Матери низко поклонились и стали расходиться. Пошла было и Аркадия, но мать Манефа остановила ее.
– Войди-ка, матушка Аркадия, ко мне на минуточку, – сказала она.
Вошли в келью, помолились на иконы. Утомленная Манефа села, а Фленушке с Марьюшкой велела в свое место идти.
– Ты это что наделала? – грозно спросила Манефа оторопевшую уставщицу.
– Прости, Христа ради, матушка, – робко молвила Аркадия, кланяясь в землю перед Манефой.
– Какое ты чтение на трапезе-то дала?.. А?..
– Прости, Христа ради, – с новым земным поклоном молвила уставщица.
– При чужих-то людях!.. Сóблазны в обители творить?.. А?..
Глаза Манефы так и горели. Всем телом дрожала Аркадия.

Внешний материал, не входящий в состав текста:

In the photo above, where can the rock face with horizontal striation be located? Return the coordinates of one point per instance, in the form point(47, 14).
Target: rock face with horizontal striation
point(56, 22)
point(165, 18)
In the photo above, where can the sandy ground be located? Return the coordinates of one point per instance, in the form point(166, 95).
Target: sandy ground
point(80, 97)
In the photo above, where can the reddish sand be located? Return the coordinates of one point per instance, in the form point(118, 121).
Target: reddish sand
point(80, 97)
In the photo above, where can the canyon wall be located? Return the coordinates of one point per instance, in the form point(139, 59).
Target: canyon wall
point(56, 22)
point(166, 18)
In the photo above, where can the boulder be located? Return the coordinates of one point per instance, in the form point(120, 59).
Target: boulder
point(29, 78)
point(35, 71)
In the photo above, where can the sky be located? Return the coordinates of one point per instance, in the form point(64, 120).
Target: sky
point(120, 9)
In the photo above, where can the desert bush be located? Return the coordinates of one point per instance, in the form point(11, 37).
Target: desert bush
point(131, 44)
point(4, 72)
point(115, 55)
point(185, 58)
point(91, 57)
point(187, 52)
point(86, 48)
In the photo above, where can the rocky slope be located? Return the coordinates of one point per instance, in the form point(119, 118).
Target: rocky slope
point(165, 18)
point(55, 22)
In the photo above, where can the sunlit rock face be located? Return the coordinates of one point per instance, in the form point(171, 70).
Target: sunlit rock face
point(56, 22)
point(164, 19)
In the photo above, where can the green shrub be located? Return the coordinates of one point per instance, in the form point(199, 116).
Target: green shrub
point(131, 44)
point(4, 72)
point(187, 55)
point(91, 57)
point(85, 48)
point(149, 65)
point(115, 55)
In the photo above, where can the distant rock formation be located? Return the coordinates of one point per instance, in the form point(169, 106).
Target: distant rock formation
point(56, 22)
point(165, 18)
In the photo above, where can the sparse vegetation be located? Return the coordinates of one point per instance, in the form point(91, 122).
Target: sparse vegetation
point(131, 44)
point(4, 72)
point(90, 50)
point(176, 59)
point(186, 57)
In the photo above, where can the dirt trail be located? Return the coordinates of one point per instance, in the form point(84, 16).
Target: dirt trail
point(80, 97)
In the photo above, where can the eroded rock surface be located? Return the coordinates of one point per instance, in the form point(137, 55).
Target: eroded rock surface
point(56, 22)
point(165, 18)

– Прости, Христа ради, матушка, – едва слышно оправдывалась она, творя один земной поклон за другим, перед пылавшею гневом игуменьей. – Думала я Пролог вынести аль Ефрема Сирина, да на грех ключ от книжного сундука неведомо куда засунула… Память теряю, матушка, беспамятна становлюсь… Прости, Христа ради – не вмени оплошки моей во грех.
– Не знаешь разве, что слóва об Евстафии не то что при чужих, при своих читать не подобает?.. Сколько раз говорила я тебе, каких статей на трапезе не читать? – началила Манефа Аркадию.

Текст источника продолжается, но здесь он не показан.